STING IN THE TAIL

I’ve been asked to write a few columns for the fab magazine SCHOKKEND NIEUWS with the title OLD PAPER. The idea is to explore the history of movie poster making and the ways in which images convey meaning by picking each time a single example poster. Aim is to write something with a little depth that also might appeal to someone who is not knee-deep in posters himself. I will post a translated version every few weeks after an issue of SCHOKKEND NEWS is published.

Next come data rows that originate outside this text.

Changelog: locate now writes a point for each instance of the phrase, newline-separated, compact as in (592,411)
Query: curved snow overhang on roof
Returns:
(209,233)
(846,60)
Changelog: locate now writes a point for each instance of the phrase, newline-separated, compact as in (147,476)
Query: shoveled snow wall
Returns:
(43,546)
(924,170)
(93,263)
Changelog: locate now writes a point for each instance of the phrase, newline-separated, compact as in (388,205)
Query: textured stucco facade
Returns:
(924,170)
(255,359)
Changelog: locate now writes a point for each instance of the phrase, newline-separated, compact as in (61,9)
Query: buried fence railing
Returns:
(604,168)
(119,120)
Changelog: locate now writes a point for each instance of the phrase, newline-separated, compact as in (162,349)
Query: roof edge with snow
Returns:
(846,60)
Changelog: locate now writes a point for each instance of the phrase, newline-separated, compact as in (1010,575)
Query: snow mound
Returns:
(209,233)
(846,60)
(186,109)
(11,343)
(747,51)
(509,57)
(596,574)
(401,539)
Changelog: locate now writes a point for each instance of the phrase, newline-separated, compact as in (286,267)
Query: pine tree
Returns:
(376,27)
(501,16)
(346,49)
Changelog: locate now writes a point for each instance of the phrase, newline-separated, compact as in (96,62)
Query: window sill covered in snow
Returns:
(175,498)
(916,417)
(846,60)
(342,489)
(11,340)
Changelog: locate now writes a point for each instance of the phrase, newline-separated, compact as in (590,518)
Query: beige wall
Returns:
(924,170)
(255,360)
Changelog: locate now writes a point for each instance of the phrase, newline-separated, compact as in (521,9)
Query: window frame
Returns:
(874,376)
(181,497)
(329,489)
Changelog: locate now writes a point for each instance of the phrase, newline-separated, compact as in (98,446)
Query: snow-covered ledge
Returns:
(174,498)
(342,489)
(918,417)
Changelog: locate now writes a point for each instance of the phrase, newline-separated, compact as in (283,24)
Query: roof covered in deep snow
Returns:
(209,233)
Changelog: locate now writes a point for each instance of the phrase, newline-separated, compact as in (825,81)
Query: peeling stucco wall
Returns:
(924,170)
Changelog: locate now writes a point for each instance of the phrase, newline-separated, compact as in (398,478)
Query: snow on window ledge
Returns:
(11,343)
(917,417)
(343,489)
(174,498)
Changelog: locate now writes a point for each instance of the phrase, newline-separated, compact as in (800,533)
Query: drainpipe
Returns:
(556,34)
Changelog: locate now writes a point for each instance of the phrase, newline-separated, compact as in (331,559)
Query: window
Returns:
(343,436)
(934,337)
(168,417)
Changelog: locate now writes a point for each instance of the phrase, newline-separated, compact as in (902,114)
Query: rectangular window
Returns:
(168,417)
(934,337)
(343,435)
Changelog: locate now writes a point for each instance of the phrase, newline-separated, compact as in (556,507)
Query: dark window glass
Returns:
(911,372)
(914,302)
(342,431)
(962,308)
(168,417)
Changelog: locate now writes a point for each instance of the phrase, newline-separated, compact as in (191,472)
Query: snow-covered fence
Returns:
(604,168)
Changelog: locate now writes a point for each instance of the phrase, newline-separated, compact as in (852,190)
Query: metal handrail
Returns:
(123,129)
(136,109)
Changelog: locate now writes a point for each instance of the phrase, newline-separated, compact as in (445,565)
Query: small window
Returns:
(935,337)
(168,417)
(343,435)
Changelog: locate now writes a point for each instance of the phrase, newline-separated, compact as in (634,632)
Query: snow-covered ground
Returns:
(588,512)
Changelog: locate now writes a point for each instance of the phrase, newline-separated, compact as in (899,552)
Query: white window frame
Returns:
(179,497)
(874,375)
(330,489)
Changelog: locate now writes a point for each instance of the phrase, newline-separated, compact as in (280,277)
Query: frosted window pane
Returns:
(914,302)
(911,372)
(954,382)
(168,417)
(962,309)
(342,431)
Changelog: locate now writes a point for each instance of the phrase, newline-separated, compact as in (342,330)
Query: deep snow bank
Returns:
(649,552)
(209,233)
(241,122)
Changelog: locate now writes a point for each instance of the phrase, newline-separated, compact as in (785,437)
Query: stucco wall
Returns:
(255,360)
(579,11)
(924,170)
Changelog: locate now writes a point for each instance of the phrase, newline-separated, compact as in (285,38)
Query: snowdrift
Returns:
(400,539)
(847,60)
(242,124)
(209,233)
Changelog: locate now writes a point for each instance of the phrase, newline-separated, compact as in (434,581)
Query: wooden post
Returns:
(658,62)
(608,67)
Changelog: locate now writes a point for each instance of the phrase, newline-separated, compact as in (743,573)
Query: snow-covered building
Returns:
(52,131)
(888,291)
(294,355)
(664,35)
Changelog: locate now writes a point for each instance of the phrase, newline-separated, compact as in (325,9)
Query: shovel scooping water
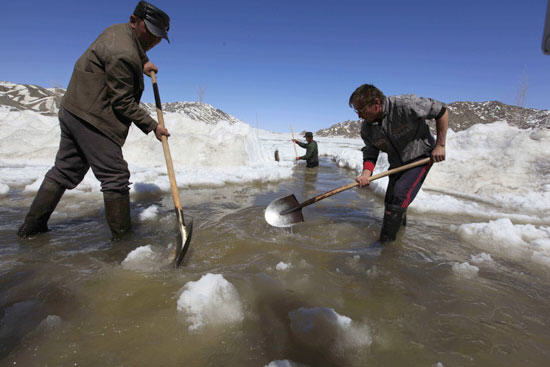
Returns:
(287,211)
(184,230)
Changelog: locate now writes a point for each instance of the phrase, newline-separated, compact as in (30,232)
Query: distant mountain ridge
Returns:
(46,101)
(462,115)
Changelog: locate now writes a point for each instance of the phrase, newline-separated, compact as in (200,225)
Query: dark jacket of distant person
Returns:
(312,153)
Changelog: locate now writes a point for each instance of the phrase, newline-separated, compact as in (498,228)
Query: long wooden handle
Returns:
(372,178)
(165,147)
(295,151)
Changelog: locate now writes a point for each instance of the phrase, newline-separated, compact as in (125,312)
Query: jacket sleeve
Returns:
(420,108)
(370,152)
(120,78)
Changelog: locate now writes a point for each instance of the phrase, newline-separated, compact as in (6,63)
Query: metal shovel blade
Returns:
(273,211)
(184,238)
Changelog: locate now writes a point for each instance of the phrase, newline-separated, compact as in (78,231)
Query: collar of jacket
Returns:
(142,54)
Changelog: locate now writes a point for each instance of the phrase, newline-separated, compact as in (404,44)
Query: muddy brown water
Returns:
(65,300)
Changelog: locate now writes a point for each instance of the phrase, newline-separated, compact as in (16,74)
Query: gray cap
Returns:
(156,21)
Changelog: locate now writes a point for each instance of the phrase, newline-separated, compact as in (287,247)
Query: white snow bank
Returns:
(284,363)
(465,270)
(144,259)
(324,327)
(203,154)
(211,300)
(523,241)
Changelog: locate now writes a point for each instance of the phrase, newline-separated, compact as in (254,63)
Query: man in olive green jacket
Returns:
(101,102)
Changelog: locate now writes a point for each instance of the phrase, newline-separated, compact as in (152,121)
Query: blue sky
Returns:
(275,63)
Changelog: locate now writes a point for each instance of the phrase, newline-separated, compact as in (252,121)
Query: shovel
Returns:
(287,211)
(184,230)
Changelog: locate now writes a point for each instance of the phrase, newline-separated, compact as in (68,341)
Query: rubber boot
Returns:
(117,212)
(393,216)
(42,207)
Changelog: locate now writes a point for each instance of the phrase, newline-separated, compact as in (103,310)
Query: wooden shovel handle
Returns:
(372,178)
(165,147)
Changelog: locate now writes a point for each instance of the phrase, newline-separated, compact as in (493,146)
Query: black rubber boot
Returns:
(393,216)
(42,207)
(117,212)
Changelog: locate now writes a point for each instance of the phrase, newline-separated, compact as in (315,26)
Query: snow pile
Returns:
(482,258)
(465,270)
(203,153)
(142,258)
(324,327)
(524,241)
(282,266)
(211,300)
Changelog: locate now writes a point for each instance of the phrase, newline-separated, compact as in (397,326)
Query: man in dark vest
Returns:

The original column you can find HERE.

STING IN THE TAIL

SCHOKKEND NIEUWS starts a new column: OLD PAPER. Filmposterprofessor Wim Jansen guides us through the weird and wonderful world of filmadvertising art. What makes an interesting poster? This time: big is not always better.

Looked for it for about six years, but then I found it: a reprint edition of The Theory and Practice of Poster Art by Duke Wellington. In this book, originally from 1934, you can find everything what a starting poster designer should know. Theory and Practice will be a recurring theme in Old Paper.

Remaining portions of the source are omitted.